Los austriacos también criticarían el argumento del «gasto» de otra manera. Hay que rechazar la suposición de que una economía necesita un nivel de gasto para ser sostenible. Si los precios son flexibles —se ajustan a los cambios de la oferta y la demanda— todo va bien. Aquí el trabajo de W.H. Hutt es fundamental.

En opinión de Marx, el socialismo acabará suplantando al capitalismo, después de que el proletariado alcance el punto de ruptura. Pero Marx tiene poco que decir sobre cómo se supone que funciona el socialismo. Y, de hecho, el argumento del cálculo de Ludwig von Mises demuestra que, sin precios de mercado capitalistas, una economía se hundiría en el caos. Las economías «centralmente planificadas», establecidas tras la revolución bolchevique, pudieron utilizar los precios del mercado mundial en sus planes, por lo que no pueden citarse como refutación del argumento de Mises.

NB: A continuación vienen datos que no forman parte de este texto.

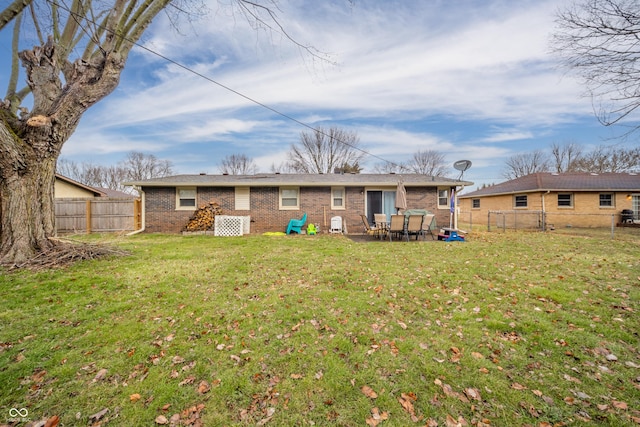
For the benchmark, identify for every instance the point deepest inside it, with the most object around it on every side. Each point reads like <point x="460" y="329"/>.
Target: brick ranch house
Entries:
<point x="578" y="199"/>
<point x="271" y="200"/>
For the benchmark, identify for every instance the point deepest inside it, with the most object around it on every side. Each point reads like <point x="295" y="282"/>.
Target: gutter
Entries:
<point x="144" y="219"/>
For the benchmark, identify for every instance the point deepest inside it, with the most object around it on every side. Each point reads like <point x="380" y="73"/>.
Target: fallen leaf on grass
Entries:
<point x="460" y="422"/>
<point x="203" y="387"/>
<point x="52" y="422"/>
<point x="189" y="380"/>
<point x="368" y="391"/>
<point x="102" y="373"/>
<point x="406" y="401"/>
<point x="98" y="415"/>
<point x="619" y="405"/>
<point x="472" y="393"/>
<point x="376" y="417"/>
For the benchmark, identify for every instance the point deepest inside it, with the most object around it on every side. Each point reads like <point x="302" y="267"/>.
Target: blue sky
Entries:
<point x="474" y="80"/>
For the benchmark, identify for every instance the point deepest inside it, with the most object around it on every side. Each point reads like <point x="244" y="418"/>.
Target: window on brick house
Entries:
<point x="242" y="199"/>
<point x="520" y="201"/>
<point x="289" y="198"/>
<point x="443" y="198"/>
<point x="337" y="198"/>
<point x="565" y="200"/>
<point x="186" y="198"/>
<point x="606" y="200"/>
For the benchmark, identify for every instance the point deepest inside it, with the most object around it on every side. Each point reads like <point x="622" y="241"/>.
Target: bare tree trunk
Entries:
<point x="29" y="147"/>
<point x="26" y="193"/>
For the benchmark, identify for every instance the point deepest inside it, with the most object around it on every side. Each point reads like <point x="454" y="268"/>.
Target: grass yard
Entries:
<point x="513" y="329"/>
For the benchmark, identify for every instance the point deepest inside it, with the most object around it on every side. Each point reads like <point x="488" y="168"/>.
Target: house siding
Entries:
<point x="161" y="214"/>
<point x="585" y="212"/>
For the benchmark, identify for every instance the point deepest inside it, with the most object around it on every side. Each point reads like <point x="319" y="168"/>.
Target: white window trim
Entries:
<point x="448" y="204"/>
<point x="195" y="199"/>
<point x="344" y="193"/>
<point x="520" y="207"/>
<point x="613" y="201"/>
<point x="571" y="199"/>
<point x="242" y="200"/>
<point x="289" y="208"/>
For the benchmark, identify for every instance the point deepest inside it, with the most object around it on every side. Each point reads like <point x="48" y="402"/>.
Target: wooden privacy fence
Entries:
<point x="98" y="215"/>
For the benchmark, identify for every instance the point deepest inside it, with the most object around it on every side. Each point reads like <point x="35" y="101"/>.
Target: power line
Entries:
<point x="234" y="91"/>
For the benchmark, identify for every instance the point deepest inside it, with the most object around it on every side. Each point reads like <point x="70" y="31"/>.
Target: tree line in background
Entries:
<point x="135" y="166"/>
<point x="572" y="157"/>
<point x="331" y="150"/>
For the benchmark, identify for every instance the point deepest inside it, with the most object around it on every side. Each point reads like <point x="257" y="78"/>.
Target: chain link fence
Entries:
<point x="565" y="222"/>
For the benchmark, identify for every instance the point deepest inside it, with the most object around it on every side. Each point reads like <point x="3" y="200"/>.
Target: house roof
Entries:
<point x="307" y="180"/>
<point x="117" y="194"/>
<point x="575" y="182"/>
<point x="96" y="192"/>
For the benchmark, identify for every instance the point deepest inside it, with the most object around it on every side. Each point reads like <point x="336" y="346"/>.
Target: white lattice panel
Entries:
<point x="228" y="225"/>
<point x="246" y="224"/>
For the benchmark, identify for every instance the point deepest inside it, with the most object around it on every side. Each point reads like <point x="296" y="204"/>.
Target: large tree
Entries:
<point x="82" y="48"/>
<point x="428" y="162"/>
<point x="598" y="39"/>
<point x="325" y="151"/>
<point x="136" y="166"/>
<point x="238" y="164"/>
<point x="526" y="163"/>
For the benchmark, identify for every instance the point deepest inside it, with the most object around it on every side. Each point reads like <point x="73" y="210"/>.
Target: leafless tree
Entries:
<point x="526" y="163"/>
<point x="609" y="159"/>
<point x="565" y="157"/>
<point x="238" y="164"/>
<point x="388" y="167"/>
<point x="138" y="166"/>
<point x="323" y="150"/>
<point x="598" y="40"/>
<point x="135" y="166"/>
<point x="83" y="46"/>
<point x="428" y="162"/>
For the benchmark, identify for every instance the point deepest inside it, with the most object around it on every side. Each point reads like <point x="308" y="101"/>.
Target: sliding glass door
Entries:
<point x="380" y="201"/>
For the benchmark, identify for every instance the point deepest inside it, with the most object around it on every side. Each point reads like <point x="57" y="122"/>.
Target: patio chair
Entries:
<point x="428" y="225"/>
<point x="296" y="224"/>
<point x="368" y="229"/>
<point x="381" y="223"/>
<point x="414" y="226"/>
<point x="396" y="226"/>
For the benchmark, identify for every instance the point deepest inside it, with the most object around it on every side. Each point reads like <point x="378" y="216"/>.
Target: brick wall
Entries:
<point x="162" y="216"/>
<point x="585" y="212"/>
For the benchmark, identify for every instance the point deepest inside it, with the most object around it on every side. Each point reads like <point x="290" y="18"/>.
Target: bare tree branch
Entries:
<point x="600" y="41"/>
<point x="323" y="150"/>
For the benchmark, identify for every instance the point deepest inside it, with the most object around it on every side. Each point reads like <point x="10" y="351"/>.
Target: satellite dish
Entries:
<point x="462" y="165"/>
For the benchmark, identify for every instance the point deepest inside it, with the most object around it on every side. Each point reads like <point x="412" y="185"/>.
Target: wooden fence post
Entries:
<point x="88" y="216"/>
<point x="137" y="214"/>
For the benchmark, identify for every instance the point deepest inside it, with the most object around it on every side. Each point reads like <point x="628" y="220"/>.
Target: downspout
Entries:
<point x="544" y="212"/>
<point x="143" y="206"/>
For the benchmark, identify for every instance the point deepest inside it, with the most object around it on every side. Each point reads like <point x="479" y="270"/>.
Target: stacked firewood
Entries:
<point x="204" y="218"/>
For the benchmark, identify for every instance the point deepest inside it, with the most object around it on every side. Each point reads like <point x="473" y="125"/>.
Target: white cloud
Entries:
<point x="462" y="77"/>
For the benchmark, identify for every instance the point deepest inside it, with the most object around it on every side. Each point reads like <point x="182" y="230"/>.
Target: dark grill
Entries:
<point x="626" y="216"/>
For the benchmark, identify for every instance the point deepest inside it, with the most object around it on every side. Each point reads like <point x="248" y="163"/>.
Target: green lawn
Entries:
<point x="508" y="329"/>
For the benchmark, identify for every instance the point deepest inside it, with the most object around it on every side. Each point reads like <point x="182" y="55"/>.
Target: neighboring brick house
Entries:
<point x="66" y="188"/>
<point x="591" y="198"/>
<point x="271" y="200"/>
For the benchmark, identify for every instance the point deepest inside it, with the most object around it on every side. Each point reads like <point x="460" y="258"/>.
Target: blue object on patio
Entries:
<point x="296" y="224"/>
<point x="454" y="237"/>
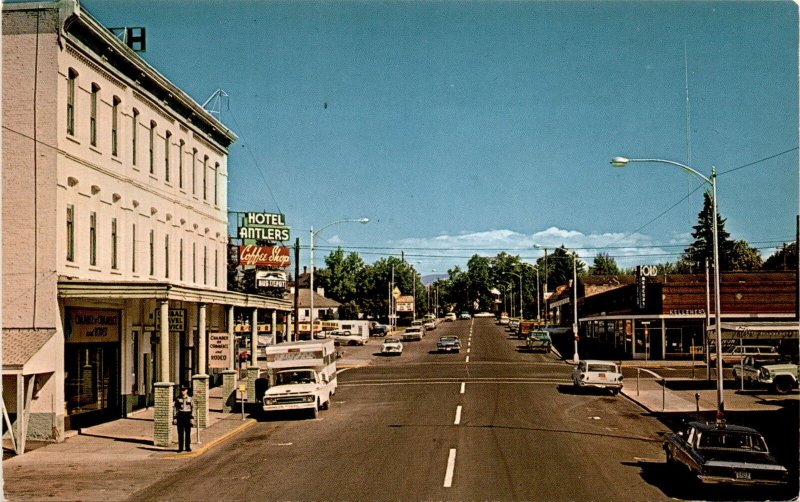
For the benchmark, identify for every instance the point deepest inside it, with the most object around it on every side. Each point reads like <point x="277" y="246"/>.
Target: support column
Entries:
<point x="200" y="380"/>
<point x="253" y="370"/>
<point x="228" y="390"/>
<point x="162" y="414"/>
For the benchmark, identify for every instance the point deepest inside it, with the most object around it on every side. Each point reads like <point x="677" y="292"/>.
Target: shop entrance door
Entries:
<point x="91" y="384"/>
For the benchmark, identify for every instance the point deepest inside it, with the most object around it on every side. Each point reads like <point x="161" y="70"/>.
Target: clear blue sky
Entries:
<point x="458" y="126"/>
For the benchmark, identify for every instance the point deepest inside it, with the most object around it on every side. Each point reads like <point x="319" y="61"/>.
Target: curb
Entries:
<point x="199" y="451"/>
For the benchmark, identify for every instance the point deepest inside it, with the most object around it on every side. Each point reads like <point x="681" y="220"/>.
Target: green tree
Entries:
<point x="744" y="257"/>
<point x="604" y="265"/>
<point x="785" y="258"/>
<point x="693" y="259"/>
<point x="559" y="267"/>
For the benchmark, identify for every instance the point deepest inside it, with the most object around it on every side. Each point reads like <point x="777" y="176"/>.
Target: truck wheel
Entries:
<point x="783" y="385"/>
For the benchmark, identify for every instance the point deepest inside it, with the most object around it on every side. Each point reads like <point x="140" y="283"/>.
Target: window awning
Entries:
<point x="29" y="351"/>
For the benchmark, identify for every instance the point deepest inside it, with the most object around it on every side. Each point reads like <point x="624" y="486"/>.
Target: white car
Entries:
<point x="346" y="338"/>
<point x="598" y="374"/>
<point x="392" y="345"/>
<point x="413" y="333"/>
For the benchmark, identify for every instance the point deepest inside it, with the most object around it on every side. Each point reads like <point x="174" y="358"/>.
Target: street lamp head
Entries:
<point x="619" y="161"/>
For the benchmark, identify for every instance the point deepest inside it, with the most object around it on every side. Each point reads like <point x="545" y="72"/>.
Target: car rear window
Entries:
<point x="602" y="367"/>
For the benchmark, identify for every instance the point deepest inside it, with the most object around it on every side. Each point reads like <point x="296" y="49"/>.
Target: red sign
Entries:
<point x="264" y="256"/>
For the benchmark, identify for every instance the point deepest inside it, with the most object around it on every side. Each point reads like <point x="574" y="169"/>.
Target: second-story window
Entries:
<point x="134" y="137"/>
<point x="180" y="260"/>
<point x="167" y="139"/>
<point x="180" y="163"/>
<point x="194" y="171"/>
<point x="114" y="243"/>
<point x="92" y="238"/>
<point x="216" y="184"/>
<point x="72" y="77"/>
<point x="152" y="147"/>
<point x="93" y="115"/>
<point x="205" y="177"/>
<point x="152" y="252"/>
<point x="166" y="256"/>
<point x="133" y="248"/>
<point x="70" y="232"/>
<point x="114" y="126"/>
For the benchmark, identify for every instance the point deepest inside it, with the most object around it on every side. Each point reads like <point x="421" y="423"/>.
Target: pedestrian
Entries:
<point x="183" y="417"/>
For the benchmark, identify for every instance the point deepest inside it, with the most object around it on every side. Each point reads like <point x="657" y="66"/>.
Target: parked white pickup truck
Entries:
<point x="303" y="376"/>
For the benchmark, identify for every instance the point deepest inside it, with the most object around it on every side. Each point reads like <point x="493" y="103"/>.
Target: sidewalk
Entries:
<point x="678" y="395"/>
<point x="111" y="461"/>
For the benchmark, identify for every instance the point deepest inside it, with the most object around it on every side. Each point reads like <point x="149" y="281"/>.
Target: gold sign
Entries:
<point x="92" y="325"/>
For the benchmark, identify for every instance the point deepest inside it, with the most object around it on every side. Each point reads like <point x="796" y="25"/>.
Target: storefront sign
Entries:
<point x="405" y="304"/>
<point x="92" y="326"/>
<point x="219" y="350"/>
<point x="687" y="311"/>
<point x="264" y="256"/>
<point x="176" y="317"/>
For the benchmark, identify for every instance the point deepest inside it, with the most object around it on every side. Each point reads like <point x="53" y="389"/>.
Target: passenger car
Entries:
<point x="346" y="338"/>
<point x="413" y="333"/>
<point x="781" y="377"/>
<point x="760" y="353"/>
<point x="379" y="330"/>
<point x="721" y="453"/>
<point x="538" y="340"/>
<point x="598" y="374"/>
<point x="448" y="344"/>
<point x="392" y="345"/>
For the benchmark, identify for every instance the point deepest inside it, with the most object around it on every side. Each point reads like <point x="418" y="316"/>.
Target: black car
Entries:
<point x="721" y="453"/>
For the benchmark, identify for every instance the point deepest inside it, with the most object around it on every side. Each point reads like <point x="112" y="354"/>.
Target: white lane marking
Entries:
<point x="451" y="464"/>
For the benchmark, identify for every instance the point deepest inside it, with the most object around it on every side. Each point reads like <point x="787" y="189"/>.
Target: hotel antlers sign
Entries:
<point x="264" y="256"/>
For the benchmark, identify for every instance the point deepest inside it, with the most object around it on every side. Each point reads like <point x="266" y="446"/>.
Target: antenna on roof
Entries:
<point x="215" y="100"/>
<point x="133" y="37"/>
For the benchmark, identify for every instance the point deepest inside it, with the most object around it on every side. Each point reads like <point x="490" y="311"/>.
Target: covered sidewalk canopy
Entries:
<point x="69" y="289"/>
<point x="27" y="353"/>
<point x="778" y="330"/>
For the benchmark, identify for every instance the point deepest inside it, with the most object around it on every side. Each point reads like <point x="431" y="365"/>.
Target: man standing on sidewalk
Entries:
<point x="183" y="417"/>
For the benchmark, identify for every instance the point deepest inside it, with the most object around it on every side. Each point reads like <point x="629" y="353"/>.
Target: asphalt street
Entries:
<point x="492" y="422"/>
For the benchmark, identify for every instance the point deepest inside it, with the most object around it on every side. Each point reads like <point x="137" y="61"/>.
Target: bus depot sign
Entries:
<point x="264" y="226"/>
<point x="264" y="256"/>
<point x="270" y="279"/>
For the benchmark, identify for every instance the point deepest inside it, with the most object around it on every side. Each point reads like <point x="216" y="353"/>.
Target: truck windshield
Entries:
<point x="294" y="377"/>
<point x="733" y="440"/>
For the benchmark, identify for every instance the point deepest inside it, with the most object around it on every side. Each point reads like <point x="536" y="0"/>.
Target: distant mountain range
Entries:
<point x="430" y="279"/>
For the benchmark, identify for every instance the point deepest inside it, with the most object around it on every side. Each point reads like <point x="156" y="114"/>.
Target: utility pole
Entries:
<point x="296" y="289"/>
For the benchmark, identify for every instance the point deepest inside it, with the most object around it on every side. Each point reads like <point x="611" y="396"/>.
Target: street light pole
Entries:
<point x="712" y="180"/>
<point x="311" y="263"/>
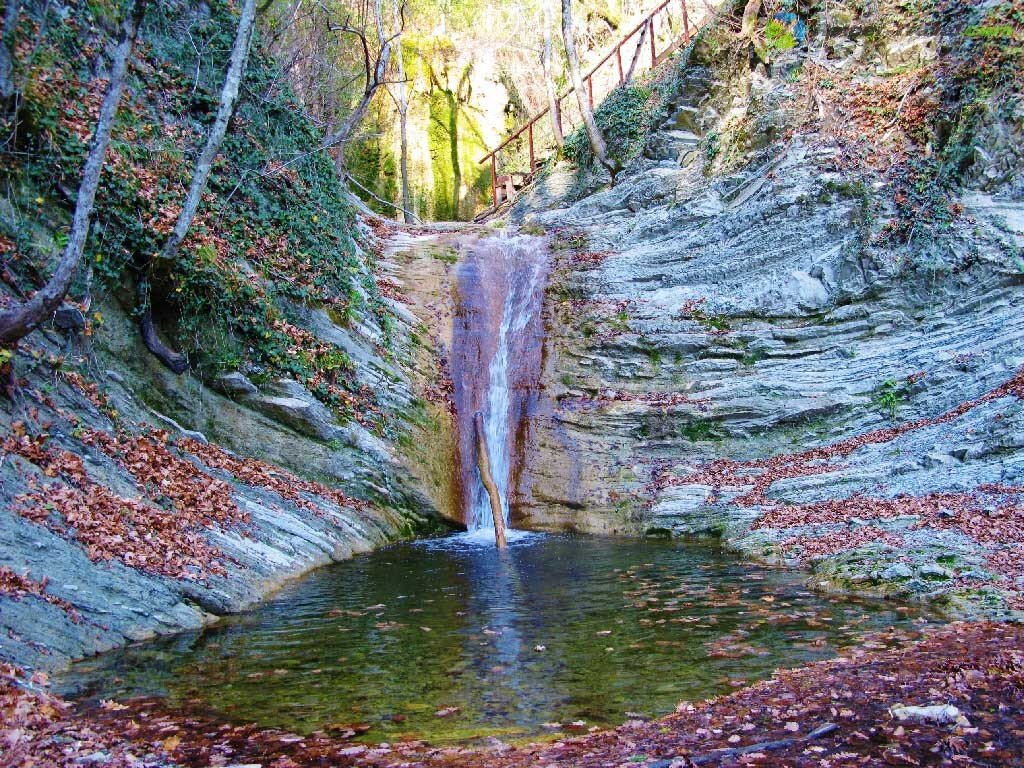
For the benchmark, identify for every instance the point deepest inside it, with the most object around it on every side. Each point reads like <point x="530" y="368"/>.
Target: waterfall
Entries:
<point x="497" y="355"/>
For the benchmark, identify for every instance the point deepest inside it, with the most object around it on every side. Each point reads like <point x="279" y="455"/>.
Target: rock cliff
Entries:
<point x="796" y="321"/>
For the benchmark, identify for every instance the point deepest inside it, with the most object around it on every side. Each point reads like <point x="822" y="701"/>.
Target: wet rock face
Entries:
<point x="764" y="304"/>
<point x="279" y="422"/>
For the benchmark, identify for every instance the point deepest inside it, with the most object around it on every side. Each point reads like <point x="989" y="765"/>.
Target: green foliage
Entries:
<point x="890" y="395"/>
<point x="994" y="32"/>
<point x="778" y="37"/>
<point x="626" y="118"/>
<point x="699" y="430"/>
<point x="267" y="235"/>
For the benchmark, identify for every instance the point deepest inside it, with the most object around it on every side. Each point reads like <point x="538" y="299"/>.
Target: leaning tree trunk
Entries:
<point x="593" y="132"/>
<point x="23" y="318"/>
<point x="402" y="101"/>
<point x="554" y="112"/>
<point x="228" y="95"/>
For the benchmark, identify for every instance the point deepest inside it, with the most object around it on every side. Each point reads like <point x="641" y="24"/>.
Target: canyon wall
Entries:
<point x="790" y="311"/>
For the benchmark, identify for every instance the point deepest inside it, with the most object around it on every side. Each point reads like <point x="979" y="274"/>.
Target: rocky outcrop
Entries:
<point x="754" y="306"/>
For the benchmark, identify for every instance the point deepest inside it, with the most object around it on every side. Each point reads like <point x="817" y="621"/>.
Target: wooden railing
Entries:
<point x="645" y="32"/>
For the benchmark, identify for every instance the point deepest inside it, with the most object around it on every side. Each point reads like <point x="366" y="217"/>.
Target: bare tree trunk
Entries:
<point x="593" y="132"/>
<point x="549" y="81"/>
<point x="23" y="318"/>
<point x="228" y="96"/>
<point x="483" y="464"/>
<point x="402" y="100"/>
<point x="376" y="78"/>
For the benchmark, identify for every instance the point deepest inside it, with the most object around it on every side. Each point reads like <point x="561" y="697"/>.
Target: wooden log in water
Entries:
<point x="483" y="464"/>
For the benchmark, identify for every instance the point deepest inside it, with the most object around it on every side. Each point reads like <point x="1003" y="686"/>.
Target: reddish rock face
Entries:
<point x="497" y="357"/>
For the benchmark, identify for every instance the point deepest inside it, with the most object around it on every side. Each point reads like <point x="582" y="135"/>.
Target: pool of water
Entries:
<point x="450" y="640"/>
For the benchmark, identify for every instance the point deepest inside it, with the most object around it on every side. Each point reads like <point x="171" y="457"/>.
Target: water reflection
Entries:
<point x="439" y="639"/>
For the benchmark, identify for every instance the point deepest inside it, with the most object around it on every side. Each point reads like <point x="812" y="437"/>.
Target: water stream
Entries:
<point x="497" y="354"/>
<point x="452" y="640"/>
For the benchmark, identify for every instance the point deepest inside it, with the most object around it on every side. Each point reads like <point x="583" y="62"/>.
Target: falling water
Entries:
<point x="497" y="360"/>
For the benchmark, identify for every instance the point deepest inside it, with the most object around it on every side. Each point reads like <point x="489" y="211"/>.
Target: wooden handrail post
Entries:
<point x="644" y="27"/>
<point x="494" y="180"/>
<point x="483" y="464"/>
<point x="653" y="45"/>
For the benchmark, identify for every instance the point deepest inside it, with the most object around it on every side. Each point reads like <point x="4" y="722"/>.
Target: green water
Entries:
<point x="390" y="639"/>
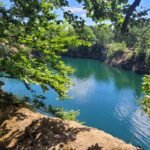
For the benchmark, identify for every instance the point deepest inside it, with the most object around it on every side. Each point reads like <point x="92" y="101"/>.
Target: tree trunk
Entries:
<point x="128" y="15"/>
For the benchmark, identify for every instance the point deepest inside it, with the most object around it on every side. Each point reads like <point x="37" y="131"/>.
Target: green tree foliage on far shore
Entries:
<point x="32" y="41"/>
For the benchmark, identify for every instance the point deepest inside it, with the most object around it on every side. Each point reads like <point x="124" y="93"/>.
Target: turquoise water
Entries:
<point x="106" y="97"/>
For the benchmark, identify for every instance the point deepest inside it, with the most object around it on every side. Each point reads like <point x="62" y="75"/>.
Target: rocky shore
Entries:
<point x="27" y="130"/>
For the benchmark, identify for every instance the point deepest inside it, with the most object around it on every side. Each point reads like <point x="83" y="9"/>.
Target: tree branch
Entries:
<point x="128" y="15"/>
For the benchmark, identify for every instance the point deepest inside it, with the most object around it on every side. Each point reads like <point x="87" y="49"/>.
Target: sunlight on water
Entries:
<point x="107" y="98"/>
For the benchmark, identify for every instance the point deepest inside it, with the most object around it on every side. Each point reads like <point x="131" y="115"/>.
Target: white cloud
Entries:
<point x="75" y="9"/>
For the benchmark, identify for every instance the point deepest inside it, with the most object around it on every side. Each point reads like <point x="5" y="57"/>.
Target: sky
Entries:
<point x="77" y="9"/>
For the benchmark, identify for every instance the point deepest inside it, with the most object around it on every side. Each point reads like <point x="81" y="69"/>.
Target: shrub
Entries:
<point x="115" y="48"/>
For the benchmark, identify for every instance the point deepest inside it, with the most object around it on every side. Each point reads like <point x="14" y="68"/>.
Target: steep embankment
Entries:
<point x="33" y="131"/>
<point x="127" y="60"/>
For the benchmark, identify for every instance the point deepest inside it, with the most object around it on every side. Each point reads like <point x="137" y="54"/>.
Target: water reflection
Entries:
<point x="104" y="73"/>
<point x="106" y="97"/>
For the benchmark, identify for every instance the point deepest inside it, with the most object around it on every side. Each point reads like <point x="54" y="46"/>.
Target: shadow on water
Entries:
<point x="106" y="98"/>
<point x="103" y="73"/>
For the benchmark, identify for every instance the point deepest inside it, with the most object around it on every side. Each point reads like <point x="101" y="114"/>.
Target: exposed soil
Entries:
<point x="27" y="130"/>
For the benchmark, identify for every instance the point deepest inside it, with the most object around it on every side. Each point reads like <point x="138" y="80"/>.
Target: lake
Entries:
<point x="108" y="99"/>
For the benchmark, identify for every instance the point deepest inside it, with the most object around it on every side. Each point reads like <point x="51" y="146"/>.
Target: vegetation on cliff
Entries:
<point x="32" y="40"/>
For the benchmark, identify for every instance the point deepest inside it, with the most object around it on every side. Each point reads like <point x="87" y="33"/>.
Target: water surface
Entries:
<point x="107" y="98"/>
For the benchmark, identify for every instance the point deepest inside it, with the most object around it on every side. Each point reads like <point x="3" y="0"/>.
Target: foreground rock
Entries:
<point x="27" y="130"/>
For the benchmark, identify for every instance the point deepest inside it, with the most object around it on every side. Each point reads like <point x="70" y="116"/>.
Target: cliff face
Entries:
<point x="27" y="130"/>
<point x="121" y="60"/>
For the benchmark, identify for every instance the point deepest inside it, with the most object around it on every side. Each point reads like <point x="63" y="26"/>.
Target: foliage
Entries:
<point x="31" y="43"/>
<point x="116" y="48"/>
<point x="60" y="113"/>
<point x="146" y="100"/>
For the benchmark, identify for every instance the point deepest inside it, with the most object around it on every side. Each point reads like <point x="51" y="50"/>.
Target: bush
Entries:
<point x="116" y="48"/>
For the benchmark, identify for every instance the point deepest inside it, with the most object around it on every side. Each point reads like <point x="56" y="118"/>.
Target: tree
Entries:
<point x="31" y="42"/>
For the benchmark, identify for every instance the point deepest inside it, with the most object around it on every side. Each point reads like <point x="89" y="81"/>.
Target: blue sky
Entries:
<point x="77" y="8"/>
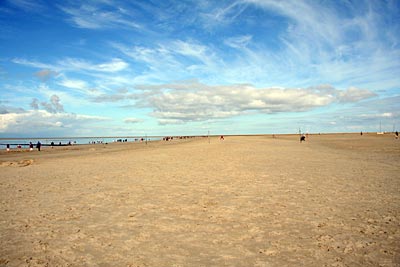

Algunos «marxistas analíticos», entre los que destaca G.A. Cohen, han respondido a las debilidades del edificio teórico de Marx trasladándose al ámbito normativo. Los socialistas ya no deberían argumentar que el advenimiento del socialismo es inevitable, sino más bien que lo exige la moral. Edwards y Leiter defienden que Marx desdeñaba las apelaciones a la moralidad. Cohen no estaba de acuerdo, pero incluso si se equivocaba sobre lo que pensaba Marx, podía decir: «Aunque me equivoque con Marx, ¿qué importa?».